It was supported by 84% of stakeholders in the RTO’s Risk Management Committee in an October poll.
Under existing policy, entities participating in financial transmission rights markets must have either $1 million in tangible net worth (TNW) or $10 million in tangible assets. For those not involved in FTRs, the requirement is $500,000 in TNW or $5 million for tangible assets.
The proposal would increase the TNW threshold to $2 million for all participants with a 3% fixed rate escalation annually. It includes a transition period in which the TNW for non-FTR participants would first increase to $1 million and double over five years.
The TNW and tangible asset minimums have not been changed since they were instituted in 2011. PJM’s Ryan Jones said minimum capitalization requirements are meant to ensure that market participants can handle the risk associated with their activities and reduce the risk of default shifting costs to others.
An earlier version of the proposal would have required $5 million in TNW, but PJM decreased that after stakeholders voiced concern that it would create too big a barrier to participation, increase market concentration and reduce competition.
Independent Market Monitor Joe Bowring said he views the proposal as a modest requirement which would protect members against defaults by market participants who cannot meet their obligations.
ISO-NE declared a capacity deficiency on the evening of Nov. 23 after an unexpected loss of generation left the region short of its operating reserve requirements.

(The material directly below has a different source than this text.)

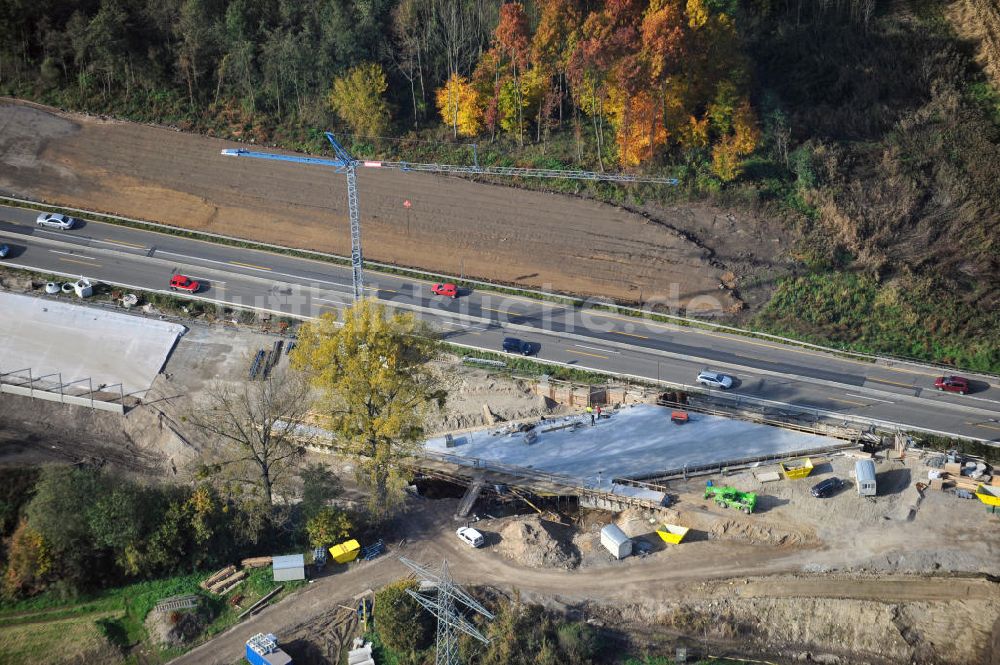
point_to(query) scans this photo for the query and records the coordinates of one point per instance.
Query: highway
(784, 374)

“The timing of the generation loss, coupled with consumer demand being slightly higher than expected, meant other resources could not immediately fill the gap,” the RTO noted in a recap of the event, adding that its “highly trained system operators followed established procedures to maintain system reliability during the shortage period.”
The deficiency conditions lasted from 5:41 p.m. to 7 p.m. The hourly real-time LMP shot up from $111/MWh prior to the event to $865/MWh between 6 p.m. and 7 p.m. The five-minute real-time LMP peaked at $2,665/MWh.

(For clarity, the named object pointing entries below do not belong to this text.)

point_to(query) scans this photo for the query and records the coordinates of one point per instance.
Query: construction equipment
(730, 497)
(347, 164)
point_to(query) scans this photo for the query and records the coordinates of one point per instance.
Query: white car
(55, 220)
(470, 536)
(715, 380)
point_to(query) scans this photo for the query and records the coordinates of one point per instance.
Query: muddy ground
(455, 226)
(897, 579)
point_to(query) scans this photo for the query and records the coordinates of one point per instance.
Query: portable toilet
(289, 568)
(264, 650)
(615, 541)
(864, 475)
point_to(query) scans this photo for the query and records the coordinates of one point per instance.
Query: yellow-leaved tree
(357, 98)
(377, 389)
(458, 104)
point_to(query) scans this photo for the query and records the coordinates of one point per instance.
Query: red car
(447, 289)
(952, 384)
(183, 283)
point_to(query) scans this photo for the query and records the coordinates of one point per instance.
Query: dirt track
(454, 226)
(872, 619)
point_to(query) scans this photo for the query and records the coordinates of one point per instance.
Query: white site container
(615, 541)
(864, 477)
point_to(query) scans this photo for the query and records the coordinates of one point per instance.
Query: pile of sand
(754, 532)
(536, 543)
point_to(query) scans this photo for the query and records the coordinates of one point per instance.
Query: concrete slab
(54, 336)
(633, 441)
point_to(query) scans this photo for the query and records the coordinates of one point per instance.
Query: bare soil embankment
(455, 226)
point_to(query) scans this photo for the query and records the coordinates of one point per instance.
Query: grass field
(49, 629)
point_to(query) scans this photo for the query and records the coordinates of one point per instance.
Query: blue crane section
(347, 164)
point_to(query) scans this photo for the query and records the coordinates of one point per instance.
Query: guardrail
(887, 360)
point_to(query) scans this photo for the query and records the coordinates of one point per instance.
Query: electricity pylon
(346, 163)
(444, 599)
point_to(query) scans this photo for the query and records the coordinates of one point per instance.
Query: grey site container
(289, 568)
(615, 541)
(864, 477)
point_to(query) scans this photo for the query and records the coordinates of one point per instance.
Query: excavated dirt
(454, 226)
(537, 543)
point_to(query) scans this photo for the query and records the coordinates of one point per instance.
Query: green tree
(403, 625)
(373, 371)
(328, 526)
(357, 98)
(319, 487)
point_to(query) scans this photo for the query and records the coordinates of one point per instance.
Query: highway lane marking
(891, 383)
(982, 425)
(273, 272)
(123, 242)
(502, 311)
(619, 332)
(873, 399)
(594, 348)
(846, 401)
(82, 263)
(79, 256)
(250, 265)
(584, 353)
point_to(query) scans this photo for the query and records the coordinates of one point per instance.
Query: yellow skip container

ISO-NE noted that “preliminary information indicates the system event will trigger the region’s Forward Capacity Market Pay-for-Performance rules,” which determine resources’ charges and penalties associated with their performance during deficiency events.
This was the second capacity deficiency event of the year; the first occurred during a period of extreme heat on June 24. (See Extreme Heat Triggers Capacity Deficiency in New England.) While the June event coincided with a peak load of more than 26,000 MW, the highest experienced in the region since 2013, the Nov. 23 event coincided with a moderate peak of about 15,980 MW, which occurred around 5:45 p.m. This peak was about 270 MW higher than the peak forecast by ISO-NE.
While ISO-NE does not identify specific resource outages, data from the RTO show declining gas generation before and after the evening peak load. Gas generation dropped by roughly 1,400 MW between 5 p.m. and 6:30 p.m. Meanwhile, nearly 700 MW of oil generation kicked in during the event.
The two capacity scarcity events experienced so far in 2025 highlight what some market participants view as growing Pay-for-Performance risk in the ISO-NE capacity market. ISO-NE has experienced eight deficiency events since the start of 2016, with five occurring over the past three years.
An increasing number of capacity scarcity events, coupled with higher PFP rates implemented by ISO-NE in recent years, could lead to higher capacity prices in future auctions if participants price increased PFP risks into their capacity offers.
The Texas Public Utility Commission has signed a sixth loan agreement through the Texas Energy Fund’s in-ERCOT loan program, up to $370 million for a new 455-MW gas-fired plant in the Houston area.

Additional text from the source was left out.